Paolo Liverani, Palatino, il palco di Nerone inghiotte la chiesa

NERONE ritorna, le persecuzioni non sono finite. “Luogo di preghiera e di silenzio” è il cartello in tre lingue sulla porta della chiesa di San Sebastiano sul Palatino. Immediatamente addossato all’edificio sacro, però, incombe il palco dieci volte più grande della chiesetta, quasi inghiottita dall’ecomostro pronto a ospitare il colossal rock su Nerone. Per tutta l’estate i salmi della

preghiera notturna delle monache saranno cantati al ritmo spaccatimpani del rock imperiale. Facendo tremare le antiche pareti ornate di preziosi affreschi del X secolo.

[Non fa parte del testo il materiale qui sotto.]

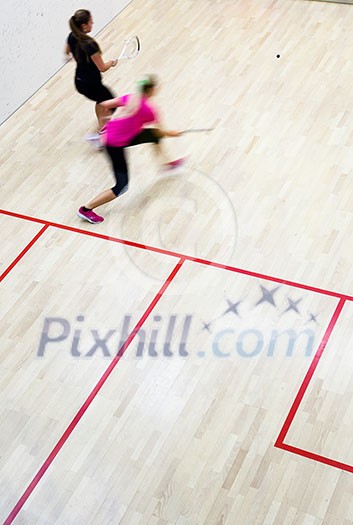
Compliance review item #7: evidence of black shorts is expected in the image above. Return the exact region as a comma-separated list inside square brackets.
[75, 78, 114, 104]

IL luogo è simbolico: il palco alto quattordici metri ed esteso su mille metri quadrati di superficie occupa lo spazio del tempio che un altro famigerato imperatore, Elagabalo, aveva dedicato nel III secolo al dio solare orientale di cui portava il nome e di cui era sacerdote. Il successore, Alessandro Severo, cambiò il culto dedicandolo addirittura a Giove Vendicatore, nome quanto mai evocativo. Il palco ha più o meno la stessa cubatura del tempio: sembra la vendetta di Giove sui poveri monaci che vi si sono insediati circa mille anni fa. E che ora sono stati sostituiti dalle monache. Secondo la passione — in parte leggendaria — di san Sebastiano, il santo — sopravvissuto alla esecuzione mediante frecce scagliategli dai suoi stessi commilitoni — si mise nuovamente a predicare e, dalle gradinate del tempio, rimproverò aspramente l’imperatore Diocleziano. Uomo anch’esso vendicativo, questi fece catturare il santo una seconda volta e lo fece fustigare a morte gettandolo in una fogna. Ora, con un ritorno di fiamma, Nerone intende riprendersi il colle, cancellando con un tratto di stilo dopo 1700 anni l’editto di tolleranza di Costantino.

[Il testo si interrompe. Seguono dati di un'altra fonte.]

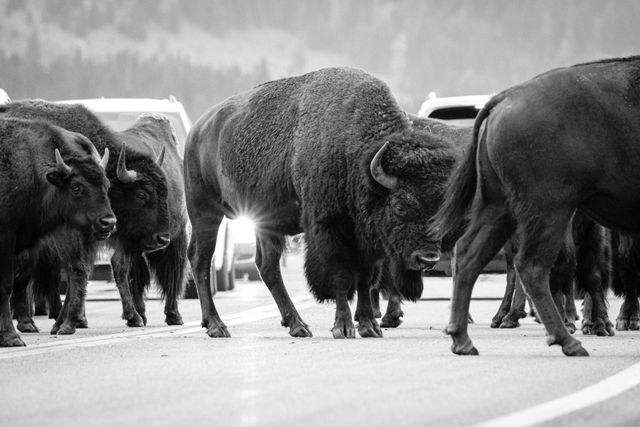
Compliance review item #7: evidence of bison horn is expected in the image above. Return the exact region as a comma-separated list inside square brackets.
[55, 148, 71, 175]
[369, 141, 398, 190]
[98, 148, 109, 170]
[116, 144, 138, 183]
[156, 147, 165, 166]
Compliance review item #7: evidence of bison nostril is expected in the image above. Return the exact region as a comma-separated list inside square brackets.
[100, 215, 116, 229]
[156, 233, 171, 246]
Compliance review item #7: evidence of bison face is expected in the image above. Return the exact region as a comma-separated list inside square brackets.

Tolleranza zero, dunque, nei confronti di chi osasse criticare un’iniziativa così irrispettosa di un luogo di cultura: per i noti regolamenti censori interni, nessuno in Soprintendenza può esprimere il benché minimo dissenso che traspare evidente dagli occhi muti ed esasperati dei funzionari perché rischierebbe di fare la fine di san Sebastiano di fronte a Diocleziano. Nessun rispetto nemmeno per l’interesse pubblico: alle suore e ai monaci è negata il sonno e la pace notturna, ai visitatori per più di sei mesi — da aprile a ottobre — è occultato il tempio di Elagabalo, l’équipe di archeologi francesi è stata bloccata con le valige in mano mentre stava venendo a Roma per proseguire lo scavo lungamente progettato, il buon gusto dei Romani è offeso da un catafalco roboante sul colle di Romolo. C’è da sperare che le strutture antiche non soffrano troppo di questo uso pesantissimo e assolutamente improprio.
Non ultimo, c’è il danno al bilancio pubblico. La Soprintendenza incasserà 250.000 euro: poco più di 1300 euro al giorno per l’occupazione del luogo più antico di Roma, un prezzo davvero stracciato. Anche se la percentuale sui biglietti rispettasse la stima di un gettito aggiuntivo di 500.000 euro, il conto sarebbe in rosso: la Regione Lazio infatti ci ha messo più di un milione di euro a fondo perduto. Un vero affare (per gli interessi privati) e un autogol — l’ennesimo — per il ministero dei Beni culturali a cui interessa solo il numero dei biglietti staccati, per che cosa e a che prezzo morale e materiale non importa. Dal Consiglio superiore per i Beni culturali finora non si è levato un fiato. Il ministro Dario Franceschini, invece, ha detto che forse ci ripenserà per l’anno prossimo. D’altronde si sa: lo spettacolo deve continuare. Alla faccia del luogo di preghiera e di silenzio.